At least, these are the things that would normally occur to me. But here there is a more basic question to ask: what the devil is Ewing talking about?
The clause he is trying to get his head around is pretty straightforward: “no Person holding any Office under the United States, shall be a Member of either House during his Continuance in Office.” As I have observed, “member” must mean the same thing at all times, and so when we learn from Article I, section 2 that members of the House are directly elected by the people of their states, and from section 6 that an executive branch officer cannot simultaneously be a member of either house, and then encounter Ewing’s view that a person not serving as an elected member of the House may be chosen speaker, then it follows that in his view an executive branch officer can be speaker without relinquishing his executive office.
But when Ewing goes on about there being some reading of the clause (whether he embraces it or not) under which “current representatives and senators would be precluded from serving in the executive or judicial branch, but not vice versa,” my question is, what on earth can you possibly mean by “vice versa”? In what universe is there a logic that forbids A to equal B but permits B to equal A, using language that says “A and B shall not be equal”?
It is quite impossible, in the nature of things, for there to be two alternative readings of the Incompatibility Clause, one of which operates only “in one direction” while the other operates “in two directions.” For the clause simply forbids a person to be both things at once—both an executive or judicial officer and a member of Congress at the same time. There aren’t any “directions” about it, and the clause is perfectly indifferent about which position one occupied first. Once we see this utter simplicity, great chunks of Ewing’s argument fall away as so much waste matter, pointlessly complicating the simple.
As I said, I am quite unable to tell—though I thought I once knew—whether Ewing accepts or rejects the possibility of a speaker who is simultaneously, e.g., a cabinet secretary. I do know that his reading of the “shall chuse their Speaker” clause leaves him perfectly unable to reject it logically. I also know that it gives him no ground for rejecting, as unconstitutional, the choice of a foreigner, or a child, or a governor, or even (as Ross Douthat mischievously suggested in the New York Times today) a sitting senator such as Mike Lee of Utah.
But it is interesting to see his response to Diana’s points and mine about the “absurdities” that his reading invites as possible. He writes:
If there are prohibitions on any of these possibilities, they are not to be found in the Constitution but in the reasoned judgment of representatives elected to make decisions on behalf of their constituents. There are innumerable awful or worrisome things to which democratic politics could give rise. But only some of them are prohibited by the Constitution.

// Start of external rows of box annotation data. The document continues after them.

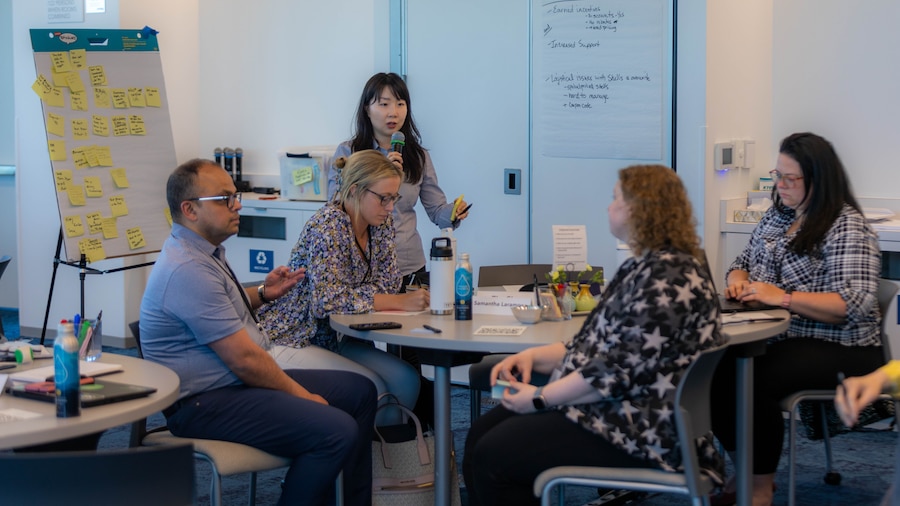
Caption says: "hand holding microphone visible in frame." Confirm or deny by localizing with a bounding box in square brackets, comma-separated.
[388, 132, 406, 170]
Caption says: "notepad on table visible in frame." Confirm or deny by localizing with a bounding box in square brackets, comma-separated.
[9, 360, 125, 383]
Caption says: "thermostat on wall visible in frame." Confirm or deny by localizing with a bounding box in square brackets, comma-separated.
[713, 142, 738, 172]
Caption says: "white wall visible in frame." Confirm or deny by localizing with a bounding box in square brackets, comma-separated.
[702, 0, 772, 280]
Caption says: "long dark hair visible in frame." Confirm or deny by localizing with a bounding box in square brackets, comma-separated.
[772, 132, 862, 254]
[350, 72, 425, 184]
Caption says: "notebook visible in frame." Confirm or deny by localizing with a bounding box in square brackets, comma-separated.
[10, 379, 156, 408]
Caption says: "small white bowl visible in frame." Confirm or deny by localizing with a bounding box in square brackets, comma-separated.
[511, 306, 541, 323]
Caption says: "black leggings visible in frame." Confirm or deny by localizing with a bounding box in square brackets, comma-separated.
[463, 406, 649, 506]
[711, 338, 884, 474]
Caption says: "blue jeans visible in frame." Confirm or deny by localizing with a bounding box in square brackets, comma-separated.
[167, 369, 376, 506]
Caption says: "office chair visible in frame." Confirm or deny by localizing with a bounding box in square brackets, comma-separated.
[0, 255, 12, 342]
[0, 445, 195, 506]
[128, 321, 343, 506]
[469, 264, 553, 422]
[781, 279, 900, 506]
[534, 346, 726, 506]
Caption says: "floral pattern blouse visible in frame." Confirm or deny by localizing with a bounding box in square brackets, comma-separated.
[553, 249, 724, 479]
[259, 202, 400, 351]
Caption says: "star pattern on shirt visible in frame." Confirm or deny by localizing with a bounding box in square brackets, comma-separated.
[557, 250, 722, 478]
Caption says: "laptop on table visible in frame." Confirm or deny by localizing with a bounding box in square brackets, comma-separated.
[10, 379, 156, 408]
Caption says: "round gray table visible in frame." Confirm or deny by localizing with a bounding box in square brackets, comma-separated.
[0, 353, 180, 449]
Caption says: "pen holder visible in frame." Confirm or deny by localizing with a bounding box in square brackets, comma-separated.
[78, 320, 103, 362]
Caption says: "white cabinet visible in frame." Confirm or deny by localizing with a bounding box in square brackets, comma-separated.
[224, 193, 324, 283]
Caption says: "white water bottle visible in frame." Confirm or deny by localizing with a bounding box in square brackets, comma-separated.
[428, 237, 454, 314]
[53, 320, 81, 418]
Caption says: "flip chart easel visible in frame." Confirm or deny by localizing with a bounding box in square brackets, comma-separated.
[31, 27, 176, 343]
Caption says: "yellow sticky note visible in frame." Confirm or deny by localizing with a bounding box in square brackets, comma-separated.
[31, 74, 53, 100]
[125, 227, 147, 249]
[109, 88, 128, 109]
[69, 91, 88, 111]
[66, 184, 86, 206]
[63, 215, 84, 237]
[109, 167, 128, 188]
[144, 87, 162, 107]
[110, 116, 128, 137]
[53, 169, 72, 192]
[109, 195, 128, 218]
[50, 72, 71, 88]
[72, 118, 91, 141]
[91, 114, 109, 137]
[78, 238, 106, 262]
[128, 114, 147, 135]
[103, 218, 118, 239]
[88, 65, 107, 86]
[72, 147, 91, 169]
[84, 176, 103, 198]
[94, 86, 112, 109]
[50, 51, 74, 72]
[128, 88, 147, 107]
[94, 146, 113, 167]
[84, 211, 103, 234]
[66, 72, 85, 93]
[44, 87, 66, 107]
[81, 145, 100, 167]
[46, 112, 66, 137]
[47, 141, 66, 162]
[291, 167, 312, 186]
[69, 49, 87, 70]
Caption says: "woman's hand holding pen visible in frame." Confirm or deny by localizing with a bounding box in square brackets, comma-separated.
[834, 369, 890, 427]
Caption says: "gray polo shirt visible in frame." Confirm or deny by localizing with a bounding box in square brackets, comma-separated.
[141, 223, 269, 398]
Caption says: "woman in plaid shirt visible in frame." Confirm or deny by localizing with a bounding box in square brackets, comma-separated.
[712, 133, 884, 506]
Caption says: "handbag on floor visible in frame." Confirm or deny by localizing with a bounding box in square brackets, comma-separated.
[372, 393, 460, 506]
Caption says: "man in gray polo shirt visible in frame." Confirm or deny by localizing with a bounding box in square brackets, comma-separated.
[141, 159, 376, 505]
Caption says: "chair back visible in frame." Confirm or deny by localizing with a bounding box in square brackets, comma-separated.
[675, 346, 727, 497]
[0, 444, 194, 506]
[478, 264, 553, 286]
[0, 255, 12, 277]
[878, 278, 900, 362]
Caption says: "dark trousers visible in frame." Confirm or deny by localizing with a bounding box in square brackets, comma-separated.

It is undoubtedly true that the Constitution does not prohibit all bad or stupid things. As I observed ten days ago, the Constitution does not prohibit the appointment of a foreigner, or a child, or an imbecile to a seat on the Supreme Court. (Some would say we’ve avoided only two out of three of these so far.) But it is also true that the Constitution requires some things, prohibits others, and permits and encourages still other things, all while leaving the effectuation of these various purposes to “the reasoned judgment of representatives elected to make decision on behalf of their constituents.” (Or does Ewing hold the misbegotten view that “unconstitutional” means “what courts of law must strike down”?) One of those things, on which the reasoned judgment of representatives has been consistently correct for 226 years, is the obvious requirement, springing from the very text of the Constitution if the whole is read coherently, that the speaker of the House be a sitting member duly elected by the people to that body.